Limabelas

17.5K 1.3K 25
                                    

Nami berhenti dan terdiam sejenak di ambang pintu samping, menuju ke taman samping di rumahnya. Ia melihat Kinanti masih di sana, duduk di atas ayunan tak bergerak dan hanya menatap lurus pada tanaman bunga di hadapannya. Sesekali pundak gadis itu bergetar, Nami tahu kalau Kinanti habis menangis dan berusaha menyembunyikan tangisan itu dari siapapun, namun tangisan itu masih menyisakan sesenggukan yang tak dapat membohongi siapapun, termasuk dirinya.

Memutuskan mendekat, dengan sengaja Nami berdeham pelan guna menyadarkan Kinanti dari lamunannya.

Gadis itu menoleh lalu tersenyum kecil untuk menyambutnya. Senyuman yang tak sampai ke mata. Juga mata dan wajah itu yang terlihat sembab, terlihat jelas jika Kinanti sudah terlalu lama menangis di sini. Lalu Kinanti memilih menunduk untuk menyembunyikan wajahnya yang sembab dari tatapan Nami.

Ayunan bergerak perlahan saat Nami duduk di sampingnya. Satu piring berisi nasi goreng yang sejak tadi Nami bawa dan berada di tangan kanannya, di perlihatkan ke hadapan gadis itu.

Kinanti menatap nasi goreng dengan telur dadar serta satu sendok makan di atasnya dengan tak bersemangat.

"Kau belum sarapan. Ayo, makan." Ujar Nami saat melihat reaksi yang Kinanti tunjukkan saat menatap tak bersemangat pada nasi goreng yang ia sodorkan. Gadis itu menggeleng pelan dan kembali menunduk.

"Tadi kau bilang ingin makan nasi gorengkan? Ini mama yang masak, lho. Khusus untukmu." Nami membujuk dengan semangat.

Tadi setelah keadaan cukup tenang setelah adu mulut antara Nami dan Romian. Nami membawa menantunya itu ke teras samping, berharap melihat tanaman yang ada di taman samping rumahnya bisa menenangkan Kinanti.

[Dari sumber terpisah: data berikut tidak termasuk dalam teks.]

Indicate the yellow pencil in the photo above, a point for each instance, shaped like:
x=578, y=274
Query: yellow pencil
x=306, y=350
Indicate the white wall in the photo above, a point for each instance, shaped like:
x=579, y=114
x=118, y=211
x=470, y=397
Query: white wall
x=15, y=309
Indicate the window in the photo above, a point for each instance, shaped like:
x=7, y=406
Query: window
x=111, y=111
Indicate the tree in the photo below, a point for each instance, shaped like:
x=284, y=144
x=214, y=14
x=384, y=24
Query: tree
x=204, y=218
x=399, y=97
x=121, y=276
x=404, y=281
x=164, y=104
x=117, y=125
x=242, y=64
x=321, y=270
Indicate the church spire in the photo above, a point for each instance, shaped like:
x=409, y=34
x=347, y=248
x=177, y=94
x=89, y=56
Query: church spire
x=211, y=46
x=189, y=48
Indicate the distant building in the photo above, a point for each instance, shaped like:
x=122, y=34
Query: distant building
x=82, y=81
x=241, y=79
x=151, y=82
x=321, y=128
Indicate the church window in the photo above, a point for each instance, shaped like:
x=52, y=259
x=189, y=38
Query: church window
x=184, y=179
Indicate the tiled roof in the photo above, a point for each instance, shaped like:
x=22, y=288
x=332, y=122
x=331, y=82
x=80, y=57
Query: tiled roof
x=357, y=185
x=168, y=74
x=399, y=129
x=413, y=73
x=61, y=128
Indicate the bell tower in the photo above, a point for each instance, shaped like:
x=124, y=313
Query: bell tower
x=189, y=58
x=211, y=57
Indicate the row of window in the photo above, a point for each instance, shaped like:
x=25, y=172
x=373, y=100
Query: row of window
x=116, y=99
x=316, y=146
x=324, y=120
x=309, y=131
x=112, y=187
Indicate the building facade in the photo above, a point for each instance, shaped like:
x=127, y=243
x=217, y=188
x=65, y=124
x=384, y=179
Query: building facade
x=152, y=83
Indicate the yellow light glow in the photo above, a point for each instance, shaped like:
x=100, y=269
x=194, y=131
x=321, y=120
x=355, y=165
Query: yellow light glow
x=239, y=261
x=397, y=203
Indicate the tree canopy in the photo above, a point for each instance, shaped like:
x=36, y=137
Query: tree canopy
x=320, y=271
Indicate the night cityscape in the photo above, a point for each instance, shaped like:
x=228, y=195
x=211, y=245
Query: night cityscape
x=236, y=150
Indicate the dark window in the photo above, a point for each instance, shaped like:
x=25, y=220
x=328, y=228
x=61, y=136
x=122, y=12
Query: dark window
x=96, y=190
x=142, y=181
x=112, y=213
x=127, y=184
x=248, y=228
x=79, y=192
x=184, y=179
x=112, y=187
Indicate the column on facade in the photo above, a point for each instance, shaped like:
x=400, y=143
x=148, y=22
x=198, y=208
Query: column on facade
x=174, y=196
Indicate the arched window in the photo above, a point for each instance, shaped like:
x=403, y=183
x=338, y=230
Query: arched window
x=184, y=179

Ia bertanya apa yang telah menyebabkan Gilang dan Romian semurka itu pada Kinanti. Kinanti menjawab apa saja yang sudah ia lakukan di sana. Dan jawaban gadis itu membuat Nami terdiam sejenak dan berpikir bahwa Kinanti tengah mengidam namun tak mau merepotkan siapapun.

Memang benar Kinanti sedang sangat menginginkan sarapan nasi goreng. Tapi ia tidak mau menyinggung perasaan Nami dengan mengatakan hanya ingin memakan nasi goreng putih buatan neneknya. Bukan nasi goreng buatan Nami yang pasti telah ditambahi penyedap rasa juga kecap sampai nasi goreng itu berwarna kecoklatan.

"Aku tidak lapar, Bu."

Mendengar itu, Nami menghela napas pelan. Ia menarik tangannya dan menyimpan sepiring nasi goreng itu di sudut ayunan.

"Ini sudah jam sepuluh. Kau belum memakan apapun. Kau pasti lapar."

Kinanti lagi-lagi menggeleng pelan. "Aku belum lapar, Bu. Tadikan sudah minum susu." Jelasnya mencoba meyakinkan Nami.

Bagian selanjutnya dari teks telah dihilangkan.